Слова произносятся им медленно, весомо. Они словно выпекаются твердо очерченными губами, выходят округлыми и ровными, как блины со сковороды. «Дэталь», «проэкт», — только так и не иначе. А еще — частое употребление любимых словечек и выражений: «Поздравляю!», когда речь идет о неожиданных сюрпризах, «Не разводите мерихлюндию», когда человек несет ерунду.
К коллегам, вне зависимости от возраста и ранга, он обращается предельно уважительно, только по имени-отчеству. Никакого амикошонства (еще одно любимое слово). Никакого намека на панибратство. «Вы хлопаете меня по голенищу», — сказал он однажды сотруднику, пытавшемуся перейти на полуприятельский тон. У него нет любимчиков, хотя некоторые люди вызывают его искреннюю симпатию.

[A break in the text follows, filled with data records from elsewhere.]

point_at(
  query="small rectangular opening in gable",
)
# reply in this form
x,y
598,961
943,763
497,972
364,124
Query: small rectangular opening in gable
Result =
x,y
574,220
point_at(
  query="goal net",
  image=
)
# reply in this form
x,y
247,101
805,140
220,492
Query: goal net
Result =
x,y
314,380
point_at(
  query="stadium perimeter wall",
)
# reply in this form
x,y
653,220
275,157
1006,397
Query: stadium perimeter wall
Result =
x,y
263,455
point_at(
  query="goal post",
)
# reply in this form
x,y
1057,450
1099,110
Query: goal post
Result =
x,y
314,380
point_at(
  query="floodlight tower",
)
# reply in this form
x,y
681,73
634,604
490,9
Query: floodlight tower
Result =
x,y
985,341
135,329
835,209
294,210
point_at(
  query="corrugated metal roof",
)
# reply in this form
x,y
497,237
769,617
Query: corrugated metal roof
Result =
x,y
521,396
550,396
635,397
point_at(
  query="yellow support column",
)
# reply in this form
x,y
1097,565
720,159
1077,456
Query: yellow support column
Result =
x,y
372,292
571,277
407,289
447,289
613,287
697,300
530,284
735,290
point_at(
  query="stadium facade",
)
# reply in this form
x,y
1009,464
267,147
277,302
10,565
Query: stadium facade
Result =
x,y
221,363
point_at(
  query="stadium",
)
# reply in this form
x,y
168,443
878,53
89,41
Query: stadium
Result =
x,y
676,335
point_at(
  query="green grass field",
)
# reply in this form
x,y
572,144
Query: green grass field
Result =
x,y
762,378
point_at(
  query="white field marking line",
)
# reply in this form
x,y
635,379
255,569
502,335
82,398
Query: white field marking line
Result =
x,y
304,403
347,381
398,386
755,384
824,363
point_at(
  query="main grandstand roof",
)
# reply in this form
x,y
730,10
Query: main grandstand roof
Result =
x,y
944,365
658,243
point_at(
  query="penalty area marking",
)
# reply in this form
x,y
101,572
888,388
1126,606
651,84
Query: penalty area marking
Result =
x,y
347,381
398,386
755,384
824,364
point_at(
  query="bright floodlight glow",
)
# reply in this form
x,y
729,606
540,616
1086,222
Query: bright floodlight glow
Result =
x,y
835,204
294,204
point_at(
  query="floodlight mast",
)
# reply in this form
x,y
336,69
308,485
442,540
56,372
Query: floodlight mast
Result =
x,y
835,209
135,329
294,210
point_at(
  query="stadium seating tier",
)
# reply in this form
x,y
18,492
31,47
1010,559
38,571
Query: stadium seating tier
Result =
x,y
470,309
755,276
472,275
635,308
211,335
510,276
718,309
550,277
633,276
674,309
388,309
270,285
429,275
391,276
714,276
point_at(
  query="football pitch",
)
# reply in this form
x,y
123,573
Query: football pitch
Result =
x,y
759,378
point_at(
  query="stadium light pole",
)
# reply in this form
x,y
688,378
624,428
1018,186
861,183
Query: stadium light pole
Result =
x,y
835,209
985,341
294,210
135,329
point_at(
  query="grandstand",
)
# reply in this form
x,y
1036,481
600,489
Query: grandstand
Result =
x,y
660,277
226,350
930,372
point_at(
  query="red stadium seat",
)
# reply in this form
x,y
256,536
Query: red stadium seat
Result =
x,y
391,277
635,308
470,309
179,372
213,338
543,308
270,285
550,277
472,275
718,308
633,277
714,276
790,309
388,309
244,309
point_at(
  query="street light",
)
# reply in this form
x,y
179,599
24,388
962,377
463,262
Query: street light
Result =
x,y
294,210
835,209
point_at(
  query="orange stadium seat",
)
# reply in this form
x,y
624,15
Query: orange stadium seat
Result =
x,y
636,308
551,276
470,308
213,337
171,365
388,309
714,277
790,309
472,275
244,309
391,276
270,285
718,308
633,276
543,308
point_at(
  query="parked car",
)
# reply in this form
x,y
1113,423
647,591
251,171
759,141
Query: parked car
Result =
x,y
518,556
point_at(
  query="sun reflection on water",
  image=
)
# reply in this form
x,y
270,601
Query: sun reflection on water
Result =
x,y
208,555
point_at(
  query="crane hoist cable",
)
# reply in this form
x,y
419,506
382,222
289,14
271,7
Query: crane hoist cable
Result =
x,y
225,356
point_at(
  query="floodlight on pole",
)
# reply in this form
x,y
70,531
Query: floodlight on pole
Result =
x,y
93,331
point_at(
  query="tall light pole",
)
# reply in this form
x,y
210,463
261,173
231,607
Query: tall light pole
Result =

Терпеть не может подхалимов, за версту чувствует фальшь, преувеличенно почтительные, полузаискивающие нотки в разговоре. Сам ни перед кем не заискивая, он в корне пресекает возможность такого отношения с чьей-либо стороны.
Стиль, заведенный руководителем, постепенно перенимается коллегами, более привычными к взаимному обращению на «ты» и к прозвищам. Мясищевское обхождение так непохоже, скажем, на стиль Туполева — открытый, простой, без всяких антимоний, с непременными солеными шутками, страстью к «доходчивым выражениям».
— Владимир Михайлович, я теперь даже жену по имени-отчеству называю, — как-то шутливо посетовал Б.П. Кощеев (Бронислава Ильинична Кощеева работала у Мясищева конструктором).
— Не сочтите за труд, Борис Петрович, подайте мне, пожалуйста, рейсшину, — попросил его однажды Мясищев.
— А у нас, Владимир Михайлович, труд — дело чести, доблести и геройства, — с улыбкой заметил Кощеев.
Мясищев на секунду смешался, потом рассмеялся.
И все-таки, при всей непохожести, Мясищев-руководитель многое взял от Туполева. Его кабинет, как и кабинет Андрея Николаевича, всегда открыт для сотрудников, и не только по сугубо техническим, но и по бытовым вопросам. Он, как и глава КОСОС, неизменно доброжелателен к окружающим, стремится помогать им в трудные минуты. Он тоже отнюдь не сухарь: ценит остроумных, «незанудливых» людей, признает остроумные анекдоты. И его в организации знают все — и вахтеры, и уборщицы. И его иногда беззлобно копируют коллеги, изображая, скажем, как он несколько церемонно здоровается, слегка расшаркиваясь и наклоняя корпус, как прикладывает указательный палец ко лбу и потом поднимает его вверх, произнося при этом коронное: «Что я хотел сказать?..» В коллективе Мясищева уважают, относятся к нему с искренней теплотой, и он платит сотрудникам тем же.
Да, конечно, он многое впитывал из окружения, скажем, от того же Туполева. Но трансформировал в соответствии с собственными взглядами и убеждениями. Порой от чего-то ему следовало бы отказаться во имя личных и, как говорится, общественных интересов. Умом он понимал это, нутро же противилось уступкам, переменам. «Я такой, какой есть, и останусь таким», — всем своим поведением показывал Владимир Михайлович. Подобная твердость, кажется, заслуживает одобрения, однако… однако в практической жизни иной раз приносит и разочарования, и незаслуженные обиды. Нет, я вовсе не утверждаю, что Мясищев был негибким, плохо приспособляющимся к изменяющейся обстановке. Думать так неверно. Но что понимать под гибкостью, приспособляемостью? Подлаживаться, устраиваться, идти на сговор — для Владимира Михайловича и в молодые, и в зрелые годы оказывалось невозможным.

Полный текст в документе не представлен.